My research combines a variety of techniques, from laboratory experiments to bioinformatics and mathematical modelling, to understand how microbial populations and communities respond and adapt to changing environments. Much of my work has also used these data as a basis for predictions of how ecosystem functioning and carbon storage may vary due to global climate change. In particular my research has been focused on the effects of environmental stressors on the functioning and dynamics of microbial populations, however recently I have also investigated the effects of climate on COVID-19 transmission rates. Some highlights from past and ongoing projects are shown below.
Main Research Areas
Effects of Multiple Chemical Stressors on Microbial Populations
Freshwater ecosystems are under an increasing array of threats, especially from a wide range of new and emerging chemical stressors. These ecosystems are underpinned by microbes, which perform key ecosystem functions and services. Therefore, understanding the impacts of chemical stressors on freshwater microbes is key to understanding their impacts at the ecosystem level. We are testing the impacts of chemical stressors in freshwater mesocosms, however this is labour intensive and limited in the number of chemical combinations that can be tested.
By contrast, the limits of chemical testing in the lab can be orders of magnitude higher than in the field. Here in the lab, we are testing the effects of a large array of replicated mixtures of chemicals on microbes and microbial communities, to provide a vast database of first responses to chemicals to answer fundamental questions about interactions among chemical stressors.
This work is with Prof. Tom Bell.
Microbial Thermal Ecology and Evolution
Bacteria and archaea (collectively "prokaryotes") are globally ubiquitous and may comprise in the region of half of the Earth's total biomass. Understanding how these diverse micro-organisms are affected by temperature is therefore key to our understanding of the impacts of climate change on ecosystem functioning.
My work on this broad topic can be roughly divided into two main aspects. Firstly, investigating how the evolution and adaptation of microbial metabolic rates is constrained by temperature, within the framework of Ecological Metabolic Theory. Secondly, understanding how changes in temperature may affect the composition of microbial communities and the impacts that these changes may have on ecosystem functioning.

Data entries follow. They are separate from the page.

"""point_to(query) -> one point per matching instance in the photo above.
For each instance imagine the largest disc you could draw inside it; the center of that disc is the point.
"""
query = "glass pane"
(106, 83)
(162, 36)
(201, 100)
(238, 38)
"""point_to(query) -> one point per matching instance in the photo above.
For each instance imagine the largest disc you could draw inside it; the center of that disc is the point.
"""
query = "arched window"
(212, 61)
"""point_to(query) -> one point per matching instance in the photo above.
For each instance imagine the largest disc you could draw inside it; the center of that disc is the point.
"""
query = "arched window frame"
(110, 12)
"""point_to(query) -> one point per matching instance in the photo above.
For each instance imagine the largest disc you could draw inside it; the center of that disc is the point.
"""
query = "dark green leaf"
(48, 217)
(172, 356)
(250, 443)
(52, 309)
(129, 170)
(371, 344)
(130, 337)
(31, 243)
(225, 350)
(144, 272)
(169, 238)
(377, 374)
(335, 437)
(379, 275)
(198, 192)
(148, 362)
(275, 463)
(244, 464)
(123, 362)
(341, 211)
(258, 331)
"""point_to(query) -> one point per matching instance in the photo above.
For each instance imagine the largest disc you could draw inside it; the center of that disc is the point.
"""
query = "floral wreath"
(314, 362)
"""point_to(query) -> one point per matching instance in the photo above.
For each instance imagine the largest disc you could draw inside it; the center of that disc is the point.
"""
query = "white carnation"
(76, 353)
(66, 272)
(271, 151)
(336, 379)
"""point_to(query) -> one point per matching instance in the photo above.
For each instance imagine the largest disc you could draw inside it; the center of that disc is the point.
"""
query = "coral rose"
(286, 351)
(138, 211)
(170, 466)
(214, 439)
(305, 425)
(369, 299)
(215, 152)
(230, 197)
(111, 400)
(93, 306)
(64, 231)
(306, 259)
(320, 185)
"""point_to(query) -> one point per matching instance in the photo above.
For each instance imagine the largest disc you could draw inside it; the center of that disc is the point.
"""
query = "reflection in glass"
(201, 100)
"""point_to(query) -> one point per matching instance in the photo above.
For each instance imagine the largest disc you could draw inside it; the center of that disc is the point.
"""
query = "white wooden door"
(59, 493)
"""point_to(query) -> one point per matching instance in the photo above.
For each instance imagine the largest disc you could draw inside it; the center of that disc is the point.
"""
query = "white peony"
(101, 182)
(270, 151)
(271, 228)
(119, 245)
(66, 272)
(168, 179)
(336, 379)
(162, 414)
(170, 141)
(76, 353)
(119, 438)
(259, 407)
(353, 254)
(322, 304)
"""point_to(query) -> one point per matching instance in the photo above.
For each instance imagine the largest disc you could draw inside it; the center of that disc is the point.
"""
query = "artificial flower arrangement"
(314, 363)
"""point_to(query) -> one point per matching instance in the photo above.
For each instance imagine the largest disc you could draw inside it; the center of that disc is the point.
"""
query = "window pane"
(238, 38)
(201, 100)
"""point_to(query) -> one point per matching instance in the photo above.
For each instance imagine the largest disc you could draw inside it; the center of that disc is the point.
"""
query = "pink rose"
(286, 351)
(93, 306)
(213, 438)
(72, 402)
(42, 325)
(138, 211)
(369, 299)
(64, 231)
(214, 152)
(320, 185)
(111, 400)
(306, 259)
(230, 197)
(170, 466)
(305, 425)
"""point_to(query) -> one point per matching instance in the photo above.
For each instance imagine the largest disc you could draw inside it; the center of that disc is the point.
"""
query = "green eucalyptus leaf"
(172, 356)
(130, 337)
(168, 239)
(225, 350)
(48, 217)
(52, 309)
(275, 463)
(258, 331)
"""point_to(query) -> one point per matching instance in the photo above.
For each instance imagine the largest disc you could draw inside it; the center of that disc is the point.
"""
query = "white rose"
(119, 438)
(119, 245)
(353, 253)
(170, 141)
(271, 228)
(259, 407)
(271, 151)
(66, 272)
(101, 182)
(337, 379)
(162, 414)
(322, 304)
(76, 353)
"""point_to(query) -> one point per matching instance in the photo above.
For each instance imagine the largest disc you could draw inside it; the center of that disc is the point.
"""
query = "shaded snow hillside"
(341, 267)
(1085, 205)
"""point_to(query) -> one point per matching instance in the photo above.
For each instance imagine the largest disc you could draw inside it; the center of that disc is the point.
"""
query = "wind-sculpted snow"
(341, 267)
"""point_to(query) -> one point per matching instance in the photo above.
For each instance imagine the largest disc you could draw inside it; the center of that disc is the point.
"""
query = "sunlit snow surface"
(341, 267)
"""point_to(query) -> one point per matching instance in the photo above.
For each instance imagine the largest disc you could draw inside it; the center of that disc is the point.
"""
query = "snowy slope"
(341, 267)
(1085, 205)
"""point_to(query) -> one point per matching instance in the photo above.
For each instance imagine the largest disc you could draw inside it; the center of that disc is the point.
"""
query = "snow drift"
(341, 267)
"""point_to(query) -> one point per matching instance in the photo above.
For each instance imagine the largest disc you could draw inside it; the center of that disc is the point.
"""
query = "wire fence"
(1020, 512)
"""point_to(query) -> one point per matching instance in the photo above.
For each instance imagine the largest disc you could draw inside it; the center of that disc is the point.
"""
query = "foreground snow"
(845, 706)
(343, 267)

- "Community-level respiration of prokaryotic microbes may rise with global warming" (2019), Smith et. al. | link | press release
- "Adaptive evolution explains the present-day distribution of the thermal sensitivity of population growth rate" (2020), Kontopoulos et. al. | link
- "Systematic variation in the temperature dependence of bacterial carbon use efficiency" (2021), Smith et. al. | link
- [preprint] "Latent functional diversity may accelerate microbial community responses to environmental fluctuations" (2021), Smith et. al. | link
Other Projects (click for details)
Climate as a driver of SARS-CoV-2 transmission rates
Given its similar structure to other viruses that display seasonal dynamics, it has been suggested that SARS-CoV-2 (the causative agent of COVID-19) should display similar responses to environmental factors, with transmission rates peaking in winter. We investigated this potential seasonality, by incorporating environmental parameters into epidemiological models of viral transmission. Our findings suggest a role for the environment, but only when human mobility is not restricted through policy or behaviour.
This work was with Dr. Will Pearse and funded by a NERC grant.
- "Temperature and population density influence SARS-CoV-2 transmission in the absence of non-pharmaceutical interventions" (2021) Smith et. al. | link | press release" | Guardian article
- [Preprint] "Environmental drivers of SARS-CoV-2 lineage B.1.1.7 transmission intensity" (2021) Smith et. al. | link
Evolution in the Absence of Sex
Bdelloid rotifers are a bizarre group of anciently asexual microscopic animals, dubbed an evolutionary "scandal". In order to be successful over an evolutionary time-scale in the absence of sexual recombination, bdelloid rotifers appear to have incorporated an unusually high number of foreign genes into their genomes, via horizontal gene transfer (HGT). My involvement in understanding this process began with working to produce a genome for one rotifer species, *Rotaria magnacalcarata*, and then mapping putative HGT genes (previously identified via transcriptomics) to the genome assembly in order to confirm their presence.
This was with Prof. Tim Barraclough's" group.